Convey and Hold a meeting of the Partners to transact the following business:
To authorize one or more partners to take all steps necessary and to execute all papers, deeds, documents etc. pursuant to registration of the firm as a Company.
To execute a supplementary Partnership Deed to align it with the requirements as under:
There must be provision of converting a firm into company;
Approved for the draft of the advertisement to be given in the form URC 2 in the Newspaper.
It is important to note that every person who is to be appointed as a director must have “Director’s Identification Number (DIN)” [Section 152(3)] or any number as may be prescribed under Section 153. If the proposed director does not already have a DIN, he/she must obtain the same before incorporation of the company. This can be obtained by making an application on the MCA portal in Form DIR - 3. DIN may also be obtained through Form INC-32 (SPICe).
Acquire DSC - A licensed Certifying Authority (CA) issues the digital signature. Certifying Authority (CA) means a person who has been granted a license to issue a digital signature certificate under Section 24 of the Indian Information Technology Act, 2000.
Register DSC - Role check for Indian companies is to be implemented in the MCA application. Role check can be performed only after the signatories have registered their Digital signature certificates (DSC) with MCA.

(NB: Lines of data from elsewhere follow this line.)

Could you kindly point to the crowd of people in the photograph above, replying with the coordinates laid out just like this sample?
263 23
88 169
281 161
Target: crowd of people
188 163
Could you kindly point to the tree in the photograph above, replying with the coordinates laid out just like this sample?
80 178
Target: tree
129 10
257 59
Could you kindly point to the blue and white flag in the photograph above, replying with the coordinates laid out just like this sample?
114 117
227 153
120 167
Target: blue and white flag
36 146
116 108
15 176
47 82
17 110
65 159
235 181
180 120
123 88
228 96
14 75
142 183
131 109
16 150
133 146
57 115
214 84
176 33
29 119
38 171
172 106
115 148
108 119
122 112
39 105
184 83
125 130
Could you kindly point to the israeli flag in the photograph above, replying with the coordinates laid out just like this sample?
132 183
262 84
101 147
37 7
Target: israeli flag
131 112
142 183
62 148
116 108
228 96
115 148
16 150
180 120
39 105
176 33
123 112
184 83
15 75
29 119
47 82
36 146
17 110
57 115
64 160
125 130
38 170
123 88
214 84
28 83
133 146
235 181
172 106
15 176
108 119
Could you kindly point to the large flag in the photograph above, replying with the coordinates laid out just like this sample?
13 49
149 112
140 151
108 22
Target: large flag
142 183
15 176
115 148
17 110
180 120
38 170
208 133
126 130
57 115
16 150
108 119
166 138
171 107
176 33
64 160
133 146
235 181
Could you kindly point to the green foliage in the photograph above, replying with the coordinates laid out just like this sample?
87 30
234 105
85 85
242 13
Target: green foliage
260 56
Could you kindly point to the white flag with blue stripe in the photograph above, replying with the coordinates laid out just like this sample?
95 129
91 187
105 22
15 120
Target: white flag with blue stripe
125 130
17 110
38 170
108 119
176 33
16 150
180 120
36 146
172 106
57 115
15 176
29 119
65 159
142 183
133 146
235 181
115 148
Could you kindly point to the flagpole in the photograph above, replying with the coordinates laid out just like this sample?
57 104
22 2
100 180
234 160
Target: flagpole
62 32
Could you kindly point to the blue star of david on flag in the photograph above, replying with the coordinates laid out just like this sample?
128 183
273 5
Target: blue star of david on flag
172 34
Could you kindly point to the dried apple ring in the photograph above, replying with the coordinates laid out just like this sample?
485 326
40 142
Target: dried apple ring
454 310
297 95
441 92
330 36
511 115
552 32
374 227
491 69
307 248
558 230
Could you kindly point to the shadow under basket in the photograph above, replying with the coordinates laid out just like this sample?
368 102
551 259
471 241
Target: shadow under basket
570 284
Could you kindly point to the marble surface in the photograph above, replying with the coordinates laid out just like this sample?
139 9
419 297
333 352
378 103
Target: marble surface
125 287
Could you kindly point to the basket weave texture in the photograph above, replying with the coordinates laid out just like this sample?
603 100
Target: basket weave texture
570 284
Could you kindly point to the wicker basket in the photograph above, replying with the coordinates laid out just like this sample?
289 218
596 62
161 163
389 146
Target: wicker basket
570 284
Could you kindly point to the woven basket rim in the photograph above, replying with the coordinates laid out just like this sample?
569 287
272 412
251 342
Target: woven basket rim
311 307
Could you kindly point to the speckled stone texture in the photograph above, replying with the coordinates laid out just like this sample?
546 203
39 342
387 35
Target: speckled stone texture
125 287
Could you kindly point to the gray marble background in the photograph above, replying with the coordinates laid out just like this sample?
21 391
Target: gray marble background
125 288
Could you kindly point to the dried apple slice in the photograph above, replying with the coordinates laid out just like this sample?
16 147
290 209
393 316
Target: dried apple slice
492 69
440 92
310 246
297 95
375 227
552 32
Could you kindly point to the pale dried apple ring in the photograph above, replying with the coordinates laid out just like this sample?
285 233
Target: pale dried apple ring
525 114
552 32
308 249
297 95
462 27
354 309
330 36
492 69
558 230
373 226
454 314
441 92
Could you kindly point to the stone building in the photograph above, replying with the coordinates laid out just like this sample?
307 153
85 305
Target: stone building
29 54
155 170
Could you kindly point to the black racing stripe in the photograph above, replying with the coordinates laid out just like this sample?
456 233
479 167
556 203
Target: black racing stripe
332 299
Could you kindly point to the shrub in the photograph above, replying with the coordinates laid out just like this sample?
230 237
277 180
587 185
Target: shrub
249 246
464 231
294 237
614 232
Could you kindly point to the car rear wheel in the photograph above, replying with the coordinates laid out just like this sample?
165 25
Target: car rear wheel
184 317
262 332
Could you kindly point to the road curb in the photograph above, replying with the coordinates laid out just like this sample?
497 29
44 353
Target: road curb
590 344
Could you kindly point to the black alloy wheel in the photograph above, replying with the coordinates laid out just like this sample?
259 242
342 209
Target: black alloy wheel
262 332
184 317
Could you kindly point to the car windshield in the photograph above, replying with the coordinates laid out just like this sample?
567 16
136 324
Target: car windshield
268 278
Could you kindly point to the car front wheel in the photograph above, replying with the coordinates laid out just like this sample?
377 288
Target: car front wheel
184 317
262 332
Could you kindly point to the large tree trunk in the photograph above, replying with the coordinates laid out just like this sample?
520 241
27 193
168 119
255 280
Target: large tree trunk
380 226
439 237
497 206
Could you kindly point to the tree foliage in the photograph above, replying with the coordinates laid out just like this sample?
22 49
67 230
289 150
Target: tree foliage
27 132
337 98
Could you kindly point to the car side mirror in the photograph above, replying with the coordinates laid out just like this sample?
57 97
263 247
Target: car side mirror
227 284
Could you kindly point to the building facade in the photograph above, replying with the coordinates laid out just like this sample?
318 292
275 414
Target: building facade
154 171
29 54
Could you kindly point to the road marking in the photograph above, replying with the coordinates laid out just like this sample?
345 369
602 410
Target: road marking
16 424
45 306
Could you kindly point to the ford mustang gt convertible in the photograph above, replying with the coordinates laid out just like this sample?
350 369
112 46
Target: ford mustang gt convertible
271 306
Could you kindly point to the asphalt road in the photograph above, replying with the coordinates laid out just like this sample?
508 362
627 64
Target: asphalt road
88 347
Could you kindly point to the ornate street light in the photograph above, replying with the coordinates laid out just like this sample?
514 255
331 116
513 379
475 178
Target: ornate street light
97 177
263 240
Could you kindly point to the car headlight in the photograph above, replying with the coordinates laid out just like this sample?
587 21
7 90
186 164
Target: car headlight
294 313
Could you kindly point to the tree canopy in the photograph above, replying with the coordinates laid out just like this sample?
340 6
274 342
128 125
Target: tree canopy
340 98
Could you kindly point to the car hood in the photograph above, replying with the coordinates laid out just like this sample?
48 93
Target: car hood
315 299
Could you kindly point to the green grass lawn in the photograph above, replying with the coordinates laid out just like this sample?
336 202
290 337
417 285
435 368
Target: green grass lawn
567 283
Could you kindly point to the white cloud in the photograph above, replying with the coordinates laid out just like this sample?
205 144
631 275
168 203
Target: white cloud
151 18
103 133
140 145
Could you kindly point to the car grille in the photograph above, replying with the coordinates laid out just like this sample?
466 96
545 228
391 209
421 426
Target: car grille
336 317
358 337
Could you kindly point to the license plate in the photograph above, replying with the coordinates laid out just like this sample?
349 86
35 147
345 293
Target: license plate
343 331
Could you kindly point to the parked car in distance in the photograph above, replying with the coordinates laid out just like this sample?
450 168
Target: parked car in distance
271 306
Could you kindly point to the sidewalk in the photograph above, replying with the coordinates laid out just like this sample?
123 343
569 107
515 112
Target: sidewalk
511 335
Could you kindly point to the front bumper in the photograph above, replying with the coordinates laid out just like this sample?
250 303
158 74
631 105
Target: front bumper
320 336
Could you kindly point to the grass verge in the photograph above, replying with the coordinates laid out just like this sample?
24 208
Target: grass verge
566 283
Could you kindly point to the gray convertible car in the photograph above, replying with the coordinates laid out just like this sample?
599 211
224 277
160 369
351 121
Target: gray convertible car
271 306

Publish an advertisement in E-form URC -2 about registration in two newspaper (English daily & Vernacular) for seeking any objection within 21 days of Publish
After ascertaining name availability from the Registrar of Companies steps should be taken to get the memorandum and articles of association for the proposed company drafted and printed. The memorandum of a company has to be in Tables – A, B, C, D and E in Schedule-I to the Companies Act, 2013.

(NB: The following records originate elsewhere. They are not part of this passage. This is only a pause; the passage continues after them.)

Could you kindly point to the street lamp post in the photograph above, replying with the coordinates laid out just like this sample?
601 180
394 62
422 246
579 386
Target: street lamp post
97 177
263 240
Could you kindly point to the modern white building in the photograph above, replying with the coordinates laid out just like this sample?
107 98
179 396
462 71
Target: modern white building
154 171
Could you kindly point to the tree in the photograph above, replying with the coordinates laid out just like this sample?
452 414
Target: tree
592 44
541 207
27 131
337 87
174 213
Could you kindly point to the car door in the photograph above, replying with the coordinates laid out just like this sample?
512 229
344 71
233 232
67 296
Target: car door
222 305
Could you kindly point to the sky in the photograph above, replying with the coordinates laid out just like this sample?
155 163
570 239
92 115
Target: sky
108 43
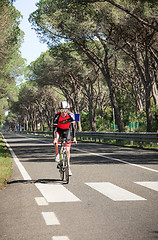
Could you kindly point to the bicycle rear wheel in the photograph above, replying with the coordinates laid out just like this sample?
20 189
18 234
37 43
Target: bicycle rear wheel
66 166
61 171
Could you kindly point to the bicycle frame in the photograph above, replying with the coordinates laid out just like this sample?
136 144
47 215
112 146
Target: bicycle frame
64 161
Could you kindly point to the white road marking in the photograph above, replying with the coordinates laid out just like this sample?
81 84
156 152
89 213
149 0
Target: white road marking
56 193
151 185
116 159
60 238
41 201
18 163
50 218
114 192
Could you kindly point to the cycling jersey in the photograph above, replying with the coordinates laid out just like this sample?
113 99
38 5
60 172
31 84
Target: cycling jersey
62 124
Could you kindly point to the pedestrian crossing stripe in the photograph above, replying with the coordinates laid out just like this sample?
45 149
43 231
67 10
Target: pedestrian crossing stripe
151 185
56 193
114 192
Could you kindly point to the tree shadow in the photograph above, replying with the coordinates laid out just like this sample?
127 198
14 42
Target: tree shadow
45 181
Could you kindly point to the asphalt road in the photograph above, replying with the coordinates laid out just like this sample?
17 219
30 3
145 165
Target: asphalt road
112 194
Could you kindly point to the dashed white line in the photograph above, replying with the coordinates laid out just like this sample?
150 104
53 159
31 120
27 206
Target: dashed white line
60 238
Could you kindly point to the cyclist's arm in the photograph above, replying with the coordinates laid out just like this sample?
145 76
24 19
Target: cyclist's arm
73 130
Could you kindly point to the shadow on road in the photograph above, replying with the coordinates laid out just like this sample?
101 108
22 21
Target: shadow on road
35 181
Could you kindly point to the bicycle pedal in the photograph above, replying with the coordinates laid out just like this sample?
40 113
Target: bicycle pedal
58 166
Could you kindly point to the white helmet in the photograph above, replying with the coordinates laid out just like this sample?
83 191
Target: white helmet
64 105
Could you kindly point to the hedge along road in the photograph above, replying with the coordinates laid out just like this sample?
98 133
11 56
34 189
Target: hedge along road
112 193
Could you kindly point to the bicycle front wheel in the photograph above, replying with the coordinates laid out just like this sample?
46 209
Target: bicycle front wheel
66 166
61 171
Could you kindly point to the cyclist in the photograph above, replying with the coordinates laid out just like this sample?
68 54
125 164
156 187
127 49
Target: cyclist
61 127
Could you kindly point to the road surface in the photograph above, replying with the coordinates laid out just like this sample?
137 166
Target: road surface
112 194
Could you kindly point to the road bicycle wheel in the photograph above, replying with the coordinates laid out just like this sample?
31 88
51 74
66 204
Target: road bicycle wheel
61 171
66 166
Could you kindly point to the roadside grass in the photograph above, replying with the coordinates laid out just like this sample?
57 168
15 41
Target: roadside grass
5 163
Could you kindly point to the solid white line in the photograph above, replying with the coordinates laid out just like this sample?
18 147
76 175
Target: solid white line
60 238
114 192
151 185
116 159
41 201
50 218
56 193
18 163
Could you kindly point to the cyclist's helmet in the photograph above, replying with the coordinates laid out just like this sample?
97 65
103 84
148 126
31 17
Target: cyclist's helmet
64 105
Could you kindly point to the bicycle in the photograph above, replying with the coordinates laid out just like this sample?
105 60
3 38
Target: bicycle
64 163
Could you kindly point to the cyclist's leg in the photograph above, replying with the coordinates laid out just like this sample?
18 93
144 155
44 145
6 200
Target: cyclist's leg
56 149
68 145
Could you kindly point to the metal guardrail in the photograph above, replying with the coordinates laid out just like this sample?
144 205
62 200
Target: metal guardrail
122 136
138 137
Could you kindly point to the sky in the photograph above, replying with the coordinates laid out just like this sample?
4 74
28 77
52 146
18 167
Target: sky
31 48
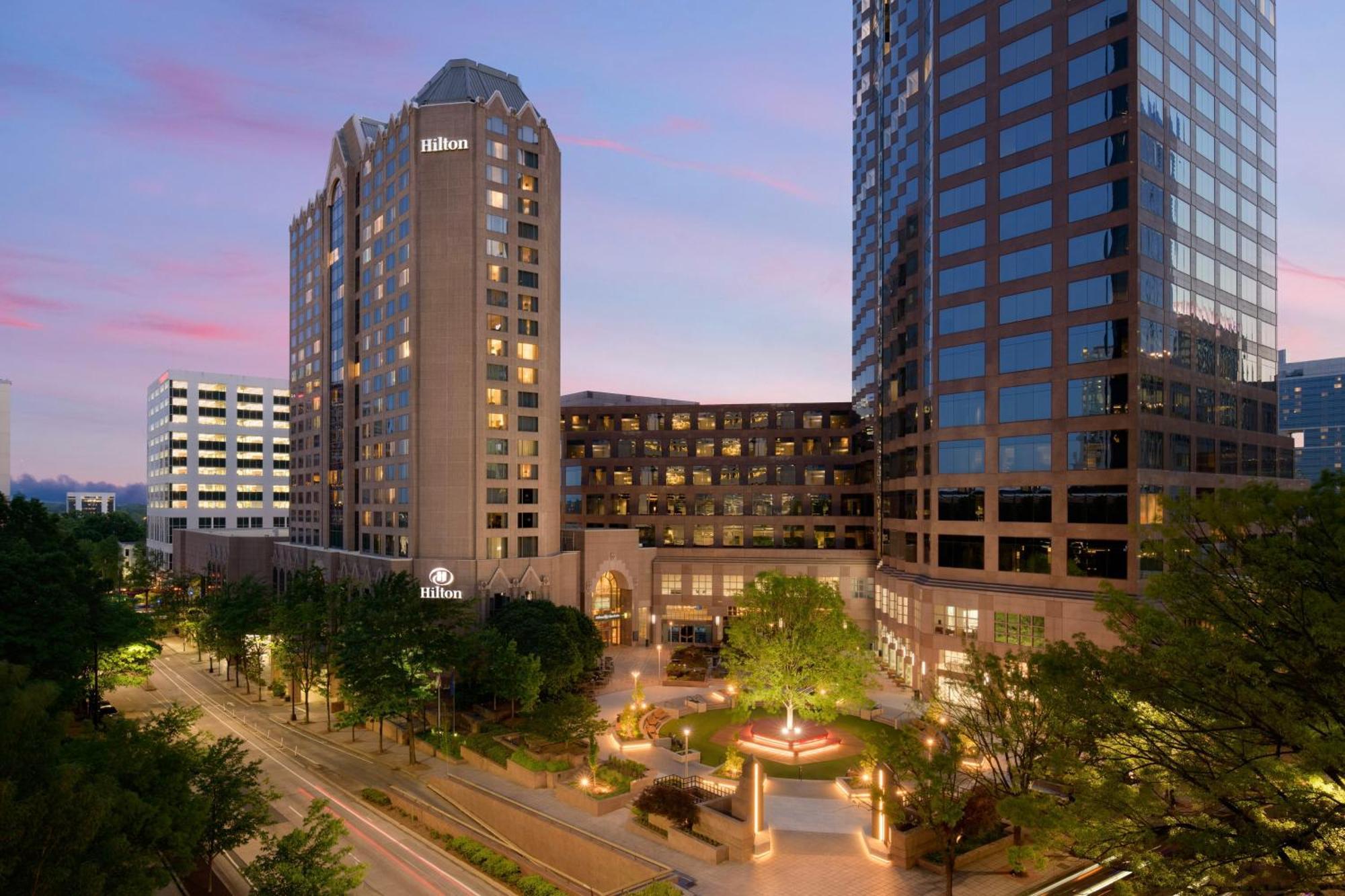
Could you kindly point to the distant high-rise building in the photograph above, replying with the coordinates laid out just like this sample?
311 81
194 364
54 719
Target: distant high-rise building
1312 412
426 345
91 502
5 438
1065 298
219 455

The memorandum and articles should be printed and signed by subscribers. Thereafter, the memorandum and the articles should be stamped by the appropriate State Authority (Collector of Stamps) under the Indian Stamp Act,1899.

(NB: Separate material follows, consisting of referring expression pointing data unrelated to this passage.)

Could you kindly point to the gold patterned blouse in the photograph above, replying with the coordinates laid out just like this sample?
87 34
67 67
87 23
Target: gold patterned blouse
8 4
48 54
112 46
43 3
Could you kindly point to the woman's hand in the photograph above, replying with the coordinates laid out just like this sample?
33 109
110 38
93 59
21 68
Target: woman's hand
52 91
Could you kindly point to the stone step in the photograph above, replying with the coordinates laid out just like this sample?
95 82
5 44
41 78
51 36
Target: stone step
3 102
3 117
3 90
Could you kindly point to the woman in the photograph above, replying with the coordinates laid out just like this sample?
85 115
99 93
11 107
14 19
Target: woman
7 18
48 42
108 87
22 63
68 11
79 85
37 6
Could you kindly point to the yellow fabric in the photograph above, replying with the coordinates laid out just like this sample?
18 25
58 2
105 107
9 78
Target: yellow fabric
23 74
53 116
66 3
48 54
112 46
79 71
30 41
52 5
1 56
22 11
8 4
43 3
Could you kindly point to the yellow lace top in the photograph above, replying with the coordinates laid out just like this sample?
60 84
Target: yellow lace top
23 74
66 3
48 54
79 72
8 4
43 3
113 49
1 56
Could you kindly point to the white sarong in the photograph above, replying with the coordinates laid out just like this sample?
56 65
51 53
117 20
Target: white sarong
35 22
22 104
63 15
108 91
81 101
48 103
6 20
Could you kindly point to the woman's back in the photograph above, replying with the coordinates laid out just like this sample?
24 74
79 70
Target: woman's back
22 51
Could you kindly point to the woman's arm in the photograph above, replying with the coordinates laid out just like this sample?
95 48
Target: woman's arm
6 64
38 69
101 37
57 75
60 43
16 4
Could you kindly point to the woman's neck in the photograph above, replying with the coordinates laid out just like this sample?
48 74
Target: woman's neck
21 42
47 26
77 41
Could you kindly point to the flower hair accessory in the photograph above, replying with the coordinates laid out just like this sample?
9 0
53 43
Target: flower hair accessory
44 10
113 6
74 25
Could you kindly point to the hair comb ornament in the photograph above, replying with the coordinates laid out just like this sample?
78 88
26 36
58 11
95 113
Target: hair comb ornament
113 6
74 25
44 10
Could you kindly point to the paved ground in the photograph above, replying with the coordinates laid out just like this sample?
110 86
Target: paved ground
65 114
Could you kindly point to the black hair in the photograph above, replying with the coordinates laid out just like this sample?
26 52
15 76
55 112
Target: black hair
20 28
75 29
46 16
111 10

The memorandum and articles are then dated, but the date must be the date of stamping or later than the date of their stamping and not, in any event, a date prior to the date of their stamping .
Proviso to Rule 12 of the Companies (Incorporation) Rules, 2014 provides that in case pursuing of any of the objects of a company requires registration or approval from sectoral regulators such as Reserve Bank of India, Securities and Exchange Board, registration or approval, as the case may be.
Various documents and Forms are required for respective authority along with the fees. The fee shall be as provided in the Companies (Registration Offices and Fees) Rules, 2014.
On receipt of the aforementioned documents and forms, the office of the Registrar of Companies will scrutinise them and if they are found complete in all respects, the Registrar will register the company and allot CIN.
A Certificate of Incorporation will be issued by the Registrar of Companies under his hand and seal of his office and sent electronically. One may take printout of Certificate of Incorporation which is generated online
1. Partnership firm to be registered with the registrar of firms.
2. Atleast 2 partners.
3. Alter partnership deed – add clause for conversion in deed, if required.
4. All partners of the partnership firm shall become shareholders of the company in the same proportion in which their capital accounts stood in the books of the firm on the date of the conversion.
5. Consent of majority of members by calling a general meeting for conversion.